C'est tout : le rôle est délibérément minimal. Aucun démon, aucune logique de sauvegarde — tout se passe côté client (dumps, chiffrement, rétention).
Sécurité
Le chiffrement est fait par le client (restic) : ce nœud ne détient que des blocs chiffrés et n'a jamais le mot de passe des dépôts. Compromettre la cible ne donne pas accès aux données.
La clé privée correspondante vit dans la voûte, côté client_backup
(vault_backup_ssh_privkey) ; seule la publique est déclarée ici.
Variables
| Variable | Défaut | Rôle |
|---|---|---|
serveur_backup_utilisateur |
restic |
Compte de dépôt |
serveur_backup_racine |
/srv/restic |
Racine des dépôts |
serveur_backup_pubkey |
(vide — obligatoire) | Clé publique autorisée |
Le rôle exige serveur_backup_pubkey (assertion) : sans elle, la cible serait déployée
mais inaccessible.
Flux (meta/flux.yml)
22/tcp entrant depuis client_backup (SSH, clé dédiée).
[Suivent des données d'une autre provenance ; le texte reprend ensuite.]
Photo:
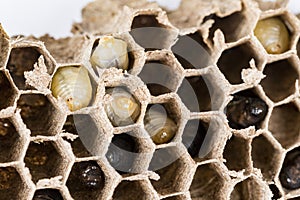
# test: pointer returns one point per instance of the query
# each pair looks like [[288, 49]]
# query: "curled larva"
[[121, 107], [273, 35], [72, 84], [160, 127], [110, 52]]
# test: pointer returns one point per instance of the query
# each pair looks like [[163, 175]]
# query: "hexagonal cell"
[[160, 77], [4, 46], [265, 157], [161, 121], [173, 169], [177, 197], [86, 180], [236, 154], [191, 51], [43, 160], [70, 126], [11, 184], [193, 136], [131, 190], [280, 80], [77, 92], [157, 33], [37, 113], [207, 183], [297, 198], [233, 60], [246, 109], [289, 175], [122, 152], [10, 141], [201, 137], [274, 35], [248, 189], [47, 194], [234, 26], [284, 124], [194, 93], [20, 61], [121, 106], [275, 191], [122, 59], [298, 49], [8, 92]]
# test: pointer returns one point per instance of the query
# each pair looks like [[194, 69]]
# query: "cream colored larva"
[[273, 35], [73, 84], [160, 127], [110, 52]]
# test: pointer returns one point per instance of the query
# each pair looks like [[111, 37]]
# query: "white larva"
[[121, 107], [110, 52], [273, 35], [160, 127], [73, 84]]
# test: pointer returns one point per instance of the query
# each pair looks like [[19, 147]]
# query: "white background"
[[55, 17]]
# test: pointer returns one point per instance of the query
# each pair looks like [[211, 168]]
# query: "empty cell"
[[193, 136], [236, 154], [163, 158], [37, 113], [86, 180], [161, 122], [194, 93], [159, 77], [91, 138], [172, 170], [70, 126], [177, 197], [275, 191], [47, 194], [9, 141], [131, 190], [8, 94], [248, 189], [4, 46], [43, 160], [156, 34], [290, 172], [207, 183], [233, 60], [265, 157], [122, 152], [20, 61], [284, 124], [280, 80], [298, 49], [233, 26], [191, 51], [11, 184]]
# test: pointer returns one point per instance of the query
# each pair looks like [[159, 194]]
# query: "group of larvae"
[[73, 85]]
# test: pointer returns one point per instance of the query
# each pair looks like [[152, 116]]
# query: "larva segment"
[[73, 85]]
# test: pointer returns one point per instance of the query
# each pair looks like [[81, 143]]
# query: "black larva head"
[[47, 194], [90, 175], [290, 172], [120, 153], [243, 112], [196, 144]]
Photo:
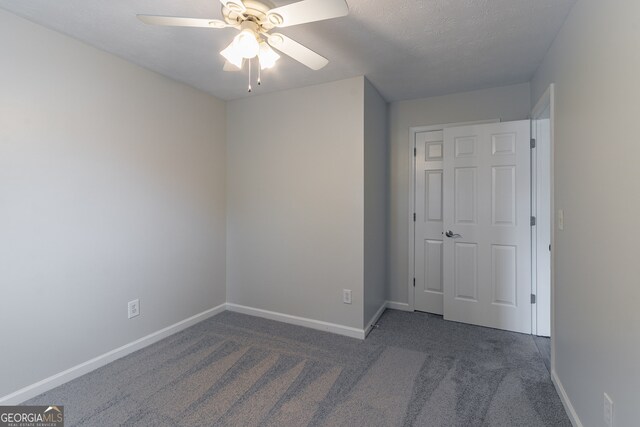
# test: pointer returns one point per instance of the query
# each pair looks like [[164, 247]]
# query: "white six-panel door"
[[486, 268], [428, 291]]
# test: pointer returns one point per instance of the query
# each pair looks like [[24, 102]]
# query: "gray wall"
[[295, 220], [506, 103], [375, 200], [595, 64], [111, 188]]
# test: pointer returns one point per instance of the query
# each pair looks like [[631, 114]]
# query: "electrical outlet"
[[608, 411], [133, 308], [346, 296]]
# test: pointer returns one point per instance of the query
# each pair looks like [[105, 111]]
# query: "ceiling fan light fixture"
[[275, 18], [232, 55], [267, 56]]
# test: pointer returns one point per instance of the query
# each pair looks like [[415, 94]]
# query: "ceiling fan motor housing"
[[256, 12]]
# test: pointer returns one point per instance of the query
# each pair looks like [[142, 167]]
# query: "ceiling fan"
[[255, 20]]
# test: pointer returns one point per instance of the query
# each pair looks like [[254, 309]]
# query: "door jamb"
[[412, 195], [548, 99]]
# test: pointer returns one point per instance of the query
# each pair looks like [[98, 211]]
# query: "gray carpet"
[[233, 369], [544, 347]]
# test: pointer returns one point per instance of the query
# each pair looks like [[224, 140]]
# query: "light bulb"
[[246, 44], [267, 56]]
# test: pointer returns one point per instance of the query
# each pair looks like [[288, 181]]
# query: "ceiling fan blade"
[[307, 11], [297, 51], [234, 5], [175, 21], [228, 66]]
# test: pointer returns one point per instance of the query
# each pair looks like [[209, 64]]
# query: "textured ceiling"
[[407, 48]]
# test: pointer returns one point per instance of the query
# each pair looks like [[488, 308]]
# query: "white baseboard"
[[398, 306], [566, 402], [299, 321], [53, 381], [375, 318]]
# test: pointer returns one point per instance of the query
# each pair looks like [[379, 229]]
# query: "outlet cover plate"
[[133, 308]]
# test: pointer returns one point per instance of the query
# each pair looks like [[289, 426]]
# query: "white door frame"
[[412, 195], [548, 100]]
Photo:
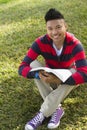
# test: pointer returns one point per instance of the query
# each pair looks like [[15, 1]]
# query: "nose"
[[54, 32]]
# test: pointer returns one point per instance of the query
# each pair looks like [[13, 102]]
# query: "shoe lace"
[[54, 116], [37, 119]]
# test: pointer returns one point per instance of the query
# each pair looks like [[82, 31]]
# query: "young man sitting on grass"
[[61, 50]]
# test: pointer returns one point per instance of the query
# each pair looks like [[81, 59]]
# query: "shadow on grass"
[[20, 100]]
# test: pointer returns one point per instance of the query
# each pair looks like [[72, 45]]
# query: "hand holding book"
[[49, 77]]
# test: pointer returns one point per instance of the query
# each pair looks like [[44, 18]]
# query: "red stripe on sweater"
[[32, 54], [80, 55], [78, 78]]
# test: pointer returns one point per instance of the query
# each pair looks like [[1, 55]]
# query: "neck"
[[59, 44]]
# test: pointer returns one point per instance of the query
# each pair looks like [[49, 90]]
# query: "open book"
[[62, 74]]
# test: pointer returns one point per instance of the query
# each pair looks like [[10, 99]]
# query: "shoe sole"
[[57, 123]]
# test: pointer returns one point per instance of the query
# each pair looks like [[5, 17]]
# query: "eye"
[[58, 27], [50, 28]]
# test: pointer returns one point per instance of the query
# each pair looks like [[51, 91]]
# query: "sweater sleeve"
[[80, 76], [32, 54]]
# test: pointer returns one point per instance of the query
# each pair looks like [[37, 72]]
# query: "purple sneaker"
[[35, 122], [55, 119]]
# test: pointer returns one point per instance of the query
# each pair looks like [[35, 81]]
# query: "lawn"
[[21, 22]]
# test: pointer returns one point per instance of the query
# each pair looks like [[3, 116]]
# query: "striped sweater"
[[72, 55]]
Aucun autre port.
Notes / limites
- Hors-nœud, pas hors-site : la cible protège de la perte d'une VM, pas de la perte du cluster. Une copie hors-site reste à faire.
- Dimensionner le disque en conséquence (
meta/empreinte.yml: 64 Go par défaut) — c'est la ressource critique de ce nœud. - Le compte
resticn'est pas confiné à un shell restreint (rrsync/ForceCommand) : durcissement possible si la cible venait à sortir du périmètre de confiance.
Prérequis
- Couche services (avant les agents
client_backup).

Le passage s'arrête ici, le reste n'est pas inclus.